Educational diagrams -- labeled illustrations of biological processes, chemical structures, physical systems, and mathematical concepts -- are essential cognitive tools in K-12 instruction. Yet no existing method can generate them both accurately and engagingly. Open-source diffusion models produce visually rich images but catastrophically garble text labels. Code-based generation via LLMs guarantees label correctness but yields visually flat outputs. Closed-source APIs partially bridge this gap but remain unreliable and prohibitively expensive at educational scale. We quantify this accuracy-aesthetics dilemma across all three paradigms on 400 K-12 diagram prompts, measuring both label fidelity and visual quality through complementary automated and human evaluation protocols.
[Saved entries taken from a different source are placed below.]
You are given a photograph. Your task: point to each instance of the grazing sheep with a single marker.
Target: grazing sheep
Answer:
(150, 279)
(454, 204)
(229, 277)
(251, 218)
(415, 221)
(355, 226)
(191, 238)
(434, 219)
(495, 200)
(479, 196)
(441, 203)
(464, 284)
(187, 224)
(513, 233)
To resolve it, we propose CAGE (Code-Anchored Generative Enhancement): an LLM synthesizes executable code producing a structurally correct diagram, then a diffusion model conditioned on the programmatic output via ControlNet refines it into a visually polished graphic while preserving label fidelity. We also introduce EduDiagram-2K, a collection of 2,000 paired programmatic-stylized diagrams enabling this pipeline, and present proof-of-concept results and a research agenda for the multimedia community.